Her handwriting became uneven across the page as thoughts spilled out before she could stop them.
Sometimes I think I write because I’m scared of disappearing.
She paused briefly.
The pen hovered uncertainly.
Then continued moving.
If my thoughts exist somewhere on paper, maybe I existed too. Maybe proof of me will remain even if nobody remembers me properly someday.
Her chest tightened immediately after writing it.
Because it sounded pathetic once visible.
But it was true.
Lea often feared becoming forgettable.
Not in dramatic ways.
Quiet ways.
Like slowly fading from people’s memories while still standing beside them every day.
Like being emotionally invisible long before physically disappearing.
Tears blurred her vision slightly.
She blinked hard and wiped them away quickly before they stained the page.
The notebook already carried enough sadness inside it.
She turned to another blank sheet afterward.
A clean page.
A fresh beginning.
Lea stared at it for a long moment before starting another story.
This one was about a girl who sat beside a bedroom window every night watching strangers outside live happier lives than hers.
The girl noticed everything.
Families eating dinner together.
Friends laughing while walking home.
Couples standing beneath streetlights sharing umbrellas during rainstorms.

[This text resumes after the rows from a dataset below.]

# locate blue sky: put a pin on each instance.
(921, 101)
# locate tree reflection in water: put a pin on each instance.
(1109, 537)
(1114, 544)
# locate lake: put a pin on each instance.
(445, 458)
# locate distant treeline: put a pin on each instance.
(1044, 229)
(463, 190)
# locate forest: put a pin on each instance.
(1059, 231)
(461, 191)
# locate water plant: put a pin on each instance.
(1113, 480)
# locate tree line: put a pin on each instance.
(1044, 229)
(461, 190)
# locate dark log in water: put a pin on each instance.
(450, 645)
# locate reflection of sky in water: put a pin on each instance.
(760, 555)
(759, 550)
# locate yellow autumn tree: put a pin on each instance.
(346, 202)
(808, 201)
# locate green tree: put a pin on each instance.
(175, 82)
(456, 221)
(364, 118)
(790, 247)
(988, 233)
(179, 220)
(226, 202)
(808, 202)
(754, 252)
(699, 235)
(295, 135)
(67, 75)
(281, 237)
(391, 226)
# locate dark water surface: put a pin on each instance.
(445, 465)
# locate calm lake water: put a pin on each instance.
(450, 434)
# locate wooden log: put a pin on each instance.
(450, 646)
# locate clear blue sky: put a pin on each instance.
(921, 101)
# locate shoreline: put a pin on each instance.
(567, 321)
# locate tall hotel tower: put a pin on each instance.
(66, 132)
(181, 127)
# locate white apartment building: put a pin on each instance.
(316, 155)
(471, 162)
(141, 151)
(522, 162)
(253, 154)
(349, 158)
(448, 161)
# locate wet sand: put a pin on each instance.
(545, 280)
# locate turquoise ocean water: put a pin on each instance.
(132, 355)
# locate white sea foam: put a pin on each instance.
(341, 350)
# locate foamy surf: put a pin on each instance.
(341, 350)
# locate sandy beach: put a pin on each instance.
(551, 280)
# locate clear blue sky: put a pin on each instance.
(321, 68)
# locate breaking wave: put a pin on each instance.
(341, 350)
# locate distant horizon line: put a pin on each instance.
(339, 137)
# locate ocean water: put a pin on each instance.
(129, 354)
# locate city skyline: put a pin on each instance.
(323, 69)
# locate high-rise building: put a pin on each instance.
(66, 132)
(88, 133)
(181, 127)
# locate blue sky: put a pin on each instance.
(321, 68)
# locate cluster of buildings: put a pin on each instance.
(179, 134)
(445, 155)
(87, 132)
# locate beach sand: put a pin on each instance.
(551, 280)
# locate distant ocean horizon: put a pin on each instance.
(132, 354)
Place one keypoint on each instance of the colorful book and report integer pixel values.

The girl imagined entire lives for strangers she would never meet because imagining other people’s happiness distracted her from her own loneliness.
Every night, she dreamed of leaving someday.
Of becoming someone different somewhere far away.
Someone lighter.
Someone less tired.
Someone who no longer felt trapped inside her own life.
Lea continued writing quickly until her hand suddenly slowed.
Her breathing shifted slightly.
Because without realizing it, the imaginary girl no longer felt imaginary at all.
The girl looked exactly like her.
Same window.
Same loneliness.
Same desperate wish to escape.
Lea stared silently at the unfinished sentence for a very long time.
Rain continued falling outside.
Soft thunder vibrated faintly through the walls.
The clock beside her bed read nearly two in the morning now.
Everything around her felt still except her thoughts.
Slowly, she lowered the pen again.
Then quietly, beneath the unfinished story, Lea wrote one final sentence before closing the notebook.
Some stories remain unfinished because the writer is still trying to survive them.